La perdita della massa, della forza muscolare e della capacità di performance fisica sono le caratteristiche centrali della sarcopenia (dal greco “sárx”, carne, muscolo, e “penía”, scarsità, perdita), una condizione patologica molto sottovalutata che minaccia e distrugge l’autonomia di vita e la lucidità mentale personale, oltre a esser oggi il gigante minaccioso della geriatria mondiale. Per la verità anche i medici se ne sono accorti tardi. Solo nel 2016 il Center for Disease Control di Atlanta (USA) ha inserito la sarcopenia fra le serie condizioni di malattia. La sarcopenia “primaria” si riferisce alla perdita di circa l’1,5% della massa muscolare dai vent’anni in poi. La “secondaria” costituisce invece la forma accelerata di perdita muscolare, tanto più minacciosa quanto più è rapida e significativa.
Quali sono gli acceleratori della sarcopenia? L’inattività fisica, anzitutto. Poi l’obesità e la sindrome metabolica, nella quale il grasso occupa gran parte del volume corporeo, con muscolatura sempre più ridotta con l’aumentare del peso, dell’inattività fisica e dell’autoreclusione in casa, senza l’alternanza fra luce e buio naturali e con eccesso di luce artificiale. La sarcopenia peggiora in caso di depressione, di degenze a letto per malattie o fratture, per malattie neuromuscolari, per tumori, per effetto di cure cortisoniche e di carenze alimentari.
Come capire qual è lo stato di salute dei nostri muscoli? Basta guardarsi allo specchio: se i polpacci si sono assottigliati, se la muscolatura complessiva si è ridotta, se ci cadono le braccia (letteralmente) e le impietose “braccia a vela” mostrano un indubbio declino fisico, se la postura è accasciata e ingobbita, è già allarme, sempre più rosso. Più il declino muscolare è marcato, più siamo fragili. O sono fragili i nostri anziani, se li osserviamo con occhio attento. Se abbiamo difficoltà anche ad aprire una bottiglia di acqua minerale, dobbiamo doppiamente preoccuparci: perché quella debolezza dei muscoli della mano e del polso predice anche una maggiore vulnerabilità alle fratture del polso in caso di caduta. Anche la velocità e la perdita di sicurezza del passo sono un indicatore semplice e affidabile. Se poi vogliamo essere più scientifici, ecco che la sarcopenia è molto probabile se questa velocità è inferiore a 0,8 metri al secondo.

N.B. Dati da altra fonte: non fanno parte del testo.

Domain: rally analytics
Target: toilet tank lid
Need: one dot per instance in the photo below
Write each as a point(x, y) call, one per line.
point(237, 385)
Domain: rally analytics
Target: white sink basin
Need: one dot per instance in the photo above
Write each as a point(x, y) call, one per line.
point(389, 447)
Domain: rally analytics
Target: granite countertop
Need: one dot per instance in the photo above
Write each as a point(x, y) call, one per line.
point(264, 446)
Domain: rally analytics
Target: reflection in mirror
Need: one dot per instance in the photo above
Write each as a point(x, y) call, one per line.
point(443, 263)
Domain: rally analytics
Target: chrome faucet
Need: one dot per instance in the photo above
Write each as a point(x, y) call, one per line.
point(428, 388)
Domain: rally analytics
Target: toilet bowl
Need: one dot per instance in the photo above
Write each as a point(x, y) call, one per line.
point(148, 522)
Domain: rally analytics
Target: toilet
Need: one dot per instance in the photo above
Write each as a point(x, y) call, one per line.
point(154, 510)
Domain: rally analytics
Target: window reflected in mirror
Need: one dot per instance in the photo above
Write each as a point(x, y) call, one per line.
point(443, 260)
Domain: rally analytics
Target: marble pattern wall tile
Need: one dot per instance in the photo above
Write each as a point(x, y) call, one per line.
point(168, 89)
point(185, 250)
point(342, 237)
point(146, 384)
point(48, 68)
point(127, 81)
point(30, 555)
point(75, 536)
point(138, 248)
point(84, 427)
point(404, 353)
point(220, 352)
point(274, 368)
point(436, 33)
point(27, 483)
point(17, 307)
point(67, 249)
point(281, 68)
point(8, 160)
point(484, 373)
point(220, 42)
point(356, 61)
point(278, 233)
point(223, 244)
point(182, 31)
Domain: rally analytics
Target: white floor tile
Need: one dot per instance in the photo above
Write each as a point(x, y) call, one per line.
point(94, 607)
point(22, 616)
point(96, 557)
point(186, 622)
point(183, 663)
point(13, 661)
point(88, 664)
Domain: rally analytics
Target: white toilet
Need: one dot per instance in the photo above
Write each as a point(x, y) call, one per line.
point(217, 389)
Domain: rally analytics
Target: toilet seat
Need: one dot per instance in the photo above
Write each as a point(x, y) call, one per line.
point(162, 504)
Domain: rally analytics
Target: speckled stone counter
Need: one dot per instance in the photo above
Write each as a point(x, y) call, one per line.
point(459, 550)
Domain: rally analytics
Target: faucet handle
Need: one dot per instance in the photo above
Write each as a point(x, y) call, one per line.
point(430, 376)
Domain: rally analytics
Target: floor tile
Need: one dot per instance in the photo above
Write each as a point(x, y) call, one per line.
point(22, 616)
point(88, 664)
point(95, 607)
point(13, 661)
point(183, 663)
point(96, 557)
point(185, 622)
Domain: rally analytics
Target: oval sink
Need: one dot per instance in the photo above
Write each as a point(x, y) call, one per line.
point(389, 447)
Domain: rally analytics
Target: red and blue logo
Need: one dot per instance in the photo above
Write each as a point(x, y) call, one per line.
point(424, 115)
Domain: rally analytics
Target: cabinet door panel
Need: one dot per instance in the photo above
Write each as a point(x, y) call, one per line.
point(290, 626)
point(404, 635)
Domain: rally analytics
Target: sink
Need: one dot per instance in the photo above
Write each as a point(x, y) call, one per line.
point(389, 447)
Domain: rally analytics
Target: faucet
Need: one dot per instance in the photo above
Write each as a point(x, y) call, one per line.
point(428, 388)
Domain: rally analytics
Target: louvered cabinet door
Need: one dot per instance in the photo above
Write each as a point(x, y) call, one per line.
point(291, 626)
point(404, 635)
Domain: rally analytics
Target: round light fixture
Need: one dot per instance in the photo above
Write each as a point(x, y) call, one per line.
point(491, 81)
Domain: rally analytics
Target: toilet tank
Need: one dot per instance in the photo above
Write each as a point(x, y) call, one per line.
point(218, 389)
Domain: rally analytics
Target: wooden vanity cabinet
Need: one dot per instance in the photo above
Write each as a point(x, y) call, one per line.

Esami strumentali più specifici, come bioimpedenziometria, tomografia assiale computerizzata (TAC) o densitometria (DEXA), la possono confermare e quantizzare.
Perché la fragilità muscolare è così minacciosa per la salute? La prima ragione è la stretta correlazione con il declino cognitivo. Il 70% dei pazienti con demenza severa presenta sarcopenia e il 60% delle persone con sarcopenia presenta un deficit cognitivo. Di fatto, l’attività muscolare è un fattore di maggiore giovinezza cerebrale. L’irisina, che ho ricordato recentemente, è un potente fattore di rigenerazione cerebrale, insieme ad altri fattori neurotrofici, più stimolati se l’attività fisica, come il camminare, si associa all’apprendimento di qualcosa di nuovo, per esempio uno sport. Ancora meglio se il movimento è effettuato con accompagnamento musicale, come avviene nel ballo: una fantastica attività anti-age, perché in tal caso vengono attivate molte più connessioni fra le cellule nervose, con creazione di nuove sinapsi, una migliore comunicazione fra i neuroni e una più efficace riparazione dei danni da età e infiammazione. Questo migliora la “rete stradale” biologica del cervello, che sottende il pensiero, la memoria e l’efficacia con cui i ricordi tornano alla mente. Ma anche la velocità con cui troviamo la parola giusta, conversando, o ricordiamo nomi ed eventi recenti. Non solo. A livello di placca muscolare, il comando mentale che dice al muscolo “muoviti!” libera due tipi di sostanze: l’acetilcolina, primo attivatore motorio, ma anche fattori che inducono i mioblasti, gli operai costruttori, ad aumentare la sintesi di actina, miosina e tropomiosina, le proteine che costituiscono i muscoli. Con squisita reciprocità, la placca muscolare libera fattori trofici che aiutano la manutenzione e la riparazione delle fibre nervose, i dendriti motori e i loro neuroni, rallentando in parallelo anche la comparsa del Parkinson. Attenti anche all’alimentazione, con il giusto apporto proteico (circa 1 grammo per chilo di peso) e pochi zuccheri semplici.
In sintesi: cominciamo la giornata con attività fisica all’aria aperta, per restare più tonici, più sani, più autonomi, più svegli. E perfino più felici di essere vivi.